However deep the snow, Vikings went out into it to hunt for elk (moose) and red deer, game birds and mountain hares, to supplement a basic winter diet of oatmeal or barley porridge in which a piece of half-rotten meat, salted or pickled in whey, or of dried cod came as a treat. They also hunted for the furs they needed to keep warm – bear, wolf and lynx, marten, otter, fox and squirrel. It was vital to know how to travel fast on skis or snowshoes, to cross frozen lakes and rivers on skates made from cow or deer leg bones, to cope with snowstorms. Snorri describes a trapper caught in a blizzard sleeping through it under the snow, a survival skill still taught in today’s Norwegian army.
The Viking world was essentially aristocratic. At the top of a highly stratified clan structure were the chieftains and their closer kindred, although chieftains were far from all-powerful. Feuds between clans about murders or theft, or over ownership of land, had to be debated at the local Thing, an assembly of freemen. A man found guilty of a serious crime such as murder would have to pay compensation to his relatives, in livestock or crops. If he had done something really atrocious, he might be outlawed, which gave any freeman the right to kill him.

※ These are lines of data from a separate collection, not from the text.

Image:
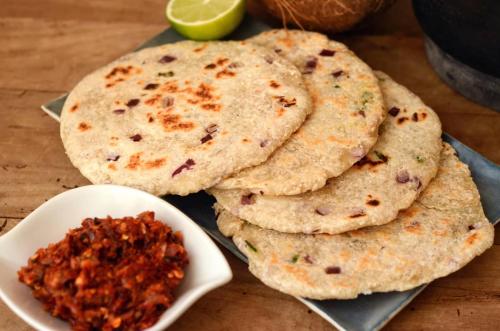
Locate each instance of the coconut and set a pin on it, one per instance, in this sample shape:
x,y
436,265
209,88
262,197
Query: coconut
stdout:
x,y
328,16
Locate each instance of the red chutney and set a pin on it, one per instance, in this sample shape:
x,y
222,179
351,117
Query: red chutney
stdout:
x,y
109,274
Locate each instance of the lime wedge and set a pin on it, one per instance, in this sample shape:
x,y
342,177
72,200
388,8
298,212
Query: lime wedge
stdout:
x,y
205,19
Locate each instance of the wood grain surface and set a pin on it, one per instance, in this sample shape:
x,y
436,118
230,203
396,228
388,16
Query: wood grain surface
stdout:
x,y
48,46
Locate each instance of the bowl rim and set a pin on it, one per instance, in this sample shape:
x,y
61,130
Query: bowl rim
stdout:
x,y
192,294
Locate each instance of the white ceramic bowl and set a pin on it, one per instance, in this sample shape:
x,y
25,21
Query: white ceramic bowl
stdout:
x,y
49,223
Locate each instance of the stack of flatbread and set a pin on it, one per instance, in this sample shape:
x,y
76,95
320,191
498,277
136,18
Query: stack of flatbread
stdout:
x,y
331,178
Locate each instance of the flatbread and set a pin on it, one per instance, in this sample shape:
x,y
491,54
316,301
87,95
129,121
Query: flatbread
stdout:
x,y
440,233
399,166
179,117
348,109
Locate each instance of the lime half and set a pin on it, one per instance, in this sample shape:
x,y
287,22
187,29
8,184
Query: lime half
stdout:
x,y
205,19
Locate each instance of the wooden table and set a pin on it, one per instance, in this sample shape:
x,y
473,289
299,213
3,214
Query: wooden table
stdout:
x,y
48,46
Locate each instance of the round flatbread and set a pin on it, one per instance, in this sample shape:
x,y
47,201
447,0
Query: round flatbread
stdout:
x,y
347,111
179,117
388,179
440,233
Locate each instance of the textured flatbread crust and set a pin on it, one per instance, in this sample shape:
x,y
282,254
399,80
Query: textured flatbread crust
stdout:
x,y
440,233
399,166
347,111
180,117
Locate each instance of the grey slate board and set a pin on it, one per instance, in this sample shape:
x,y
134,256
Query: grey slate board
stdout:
x,y
367,312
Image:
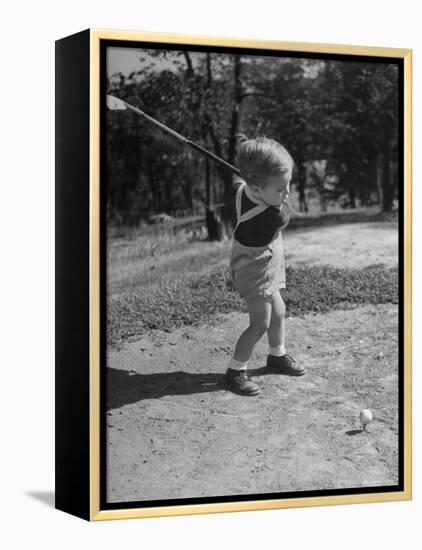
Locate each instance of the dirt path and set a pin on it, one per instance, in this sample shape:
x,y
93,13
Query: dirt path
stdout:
x,y
174,431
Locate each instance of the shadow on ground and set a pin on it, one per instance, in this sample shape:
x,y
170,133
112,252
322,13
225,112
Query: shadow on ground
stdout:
x,y
45,497
125,387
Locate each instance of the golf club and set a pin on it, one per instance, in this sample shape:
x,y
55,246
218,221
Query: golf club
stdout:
x,y
114,103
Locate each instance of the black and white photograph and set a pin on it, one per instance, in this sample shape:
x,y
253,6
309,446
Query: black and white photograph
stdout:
x,y
252,209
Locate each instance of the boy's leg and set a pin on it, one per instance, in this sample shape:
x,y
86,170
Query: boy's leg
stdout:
x,y
276,330
259,320
278,360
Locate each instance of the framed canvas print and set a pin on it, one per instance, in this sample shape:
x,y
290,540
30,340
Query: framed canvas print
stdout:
x,y
233,274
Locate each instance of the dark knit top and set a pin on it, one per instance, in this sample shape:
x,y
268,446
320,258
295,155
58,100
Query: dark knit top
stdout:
x,y
259,230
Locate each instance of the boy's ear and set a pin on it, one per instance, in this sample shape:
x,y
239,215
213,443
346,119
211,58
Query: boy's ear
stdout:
x,y
256,190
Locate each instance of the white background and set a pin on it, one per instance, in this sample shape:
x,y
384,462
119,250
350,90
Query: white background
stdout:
x,y
29,30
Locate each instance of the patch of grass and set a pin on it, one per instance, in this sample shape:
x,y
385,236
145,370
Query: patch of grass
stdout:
x,y
198,299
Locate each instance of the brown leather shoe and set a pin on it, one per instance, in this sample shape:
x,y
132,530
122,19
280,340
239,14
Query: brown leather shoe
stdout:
x,y
240,382
284,365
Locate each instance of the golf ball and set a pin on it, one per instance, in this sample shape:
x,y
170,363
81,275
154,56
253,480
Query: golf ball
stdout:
x,y
365,416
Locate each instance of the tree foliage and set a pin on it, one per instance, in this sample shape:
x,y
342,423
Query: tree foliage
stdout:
x,y
338,119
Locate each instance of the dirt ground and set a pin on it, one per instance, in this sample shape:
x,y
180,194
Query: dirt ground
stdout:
x,y
174,431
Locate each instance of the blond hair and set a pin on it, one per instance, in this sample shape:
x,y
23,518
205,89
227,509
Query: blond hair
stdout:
x,y
262,157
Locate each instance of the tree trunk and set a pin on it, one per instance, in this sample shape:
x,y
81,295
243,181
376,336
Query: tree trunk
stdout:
x,y
303,205
352,198
387,187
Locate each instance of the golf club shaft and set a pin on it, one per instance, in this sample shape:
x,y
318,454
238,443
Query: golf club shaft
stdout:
x,y
184,139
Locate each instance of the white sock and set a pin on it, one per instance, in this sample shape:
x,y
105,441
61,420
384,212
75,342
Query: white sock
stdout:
x,y
277,351
237,365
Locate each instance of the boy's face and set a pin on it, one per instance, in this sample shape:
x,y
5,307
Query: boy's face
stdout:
x,y
277,189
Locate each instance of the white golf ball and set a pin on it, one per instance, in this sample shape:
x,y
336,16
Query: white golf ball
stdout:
x,y
365,416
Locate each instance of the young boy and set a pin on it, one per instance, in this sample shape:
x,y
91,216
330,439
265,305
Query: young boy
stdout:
x,y
257,257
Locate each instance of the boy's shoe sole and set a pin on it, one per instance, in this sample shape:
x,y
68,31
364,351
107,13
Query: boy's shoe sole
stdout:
x,y
284,365
240,383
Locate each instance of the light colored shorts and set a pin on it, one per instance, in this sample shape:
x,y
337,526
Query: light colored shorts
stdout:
x,y
258,270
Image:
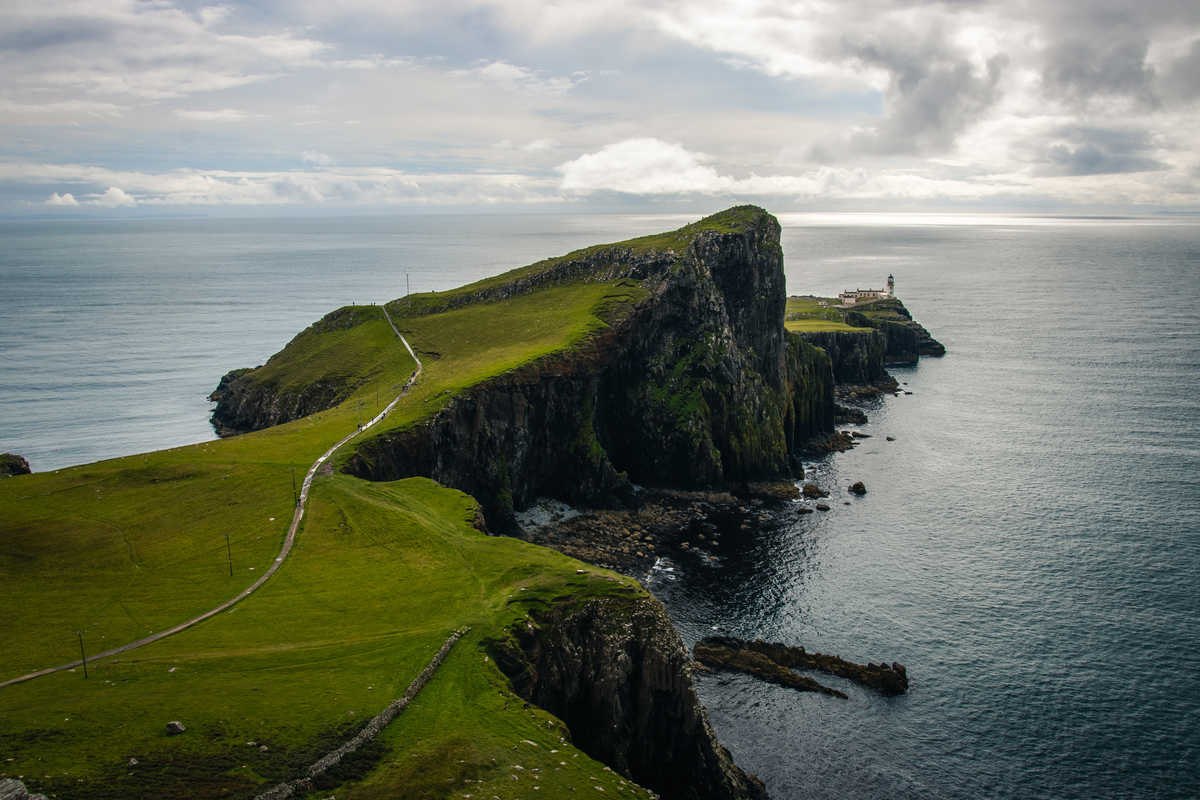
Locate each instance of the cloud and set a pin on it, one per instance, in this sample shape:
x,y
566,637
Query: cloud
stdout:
x,y
652,167
313,157
113,198
1098,151
109,50
65,199
220,115
933,95
1079,70
321,186
645,166
516,78
539,145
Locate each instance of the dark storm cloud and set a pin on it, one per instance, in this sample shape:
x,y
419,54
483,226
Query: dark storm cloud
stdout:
x,y
57,34
934,92
1181,78
1098,151
1080,70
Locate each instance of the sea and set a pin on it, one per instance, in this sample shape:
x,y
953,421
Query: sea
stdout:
x,y
1029,546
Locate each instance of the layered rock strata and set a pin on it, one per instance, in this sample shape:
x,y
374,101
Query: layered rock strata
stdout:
x,y
615,671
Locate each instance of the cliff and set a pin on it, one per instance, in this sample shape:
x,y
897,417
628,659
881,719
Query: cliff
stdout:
x,y
312,373
857,356
617,674
905,338
699,385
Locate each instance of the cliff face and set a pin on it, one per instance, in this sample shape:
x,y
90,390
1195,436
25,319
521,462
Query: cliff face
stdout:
x,y
245,404
699,386
857,356
261,397
616,672
906,340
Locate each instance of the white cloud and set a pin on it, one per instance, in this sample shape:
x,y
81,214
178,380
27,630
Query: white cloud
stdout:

The wealthier freemen (bonder) owned their farms, although there were many landless ones who became housecarls or worked as farmhands. At the bottom, since this was a slave-owning society, were the thralls (slaves) captured on slave raids overseas who formed 20 per cent of Norway’s population. For the Vikings were people traffickers as well as pirates, carrying off strong men and handsome girls.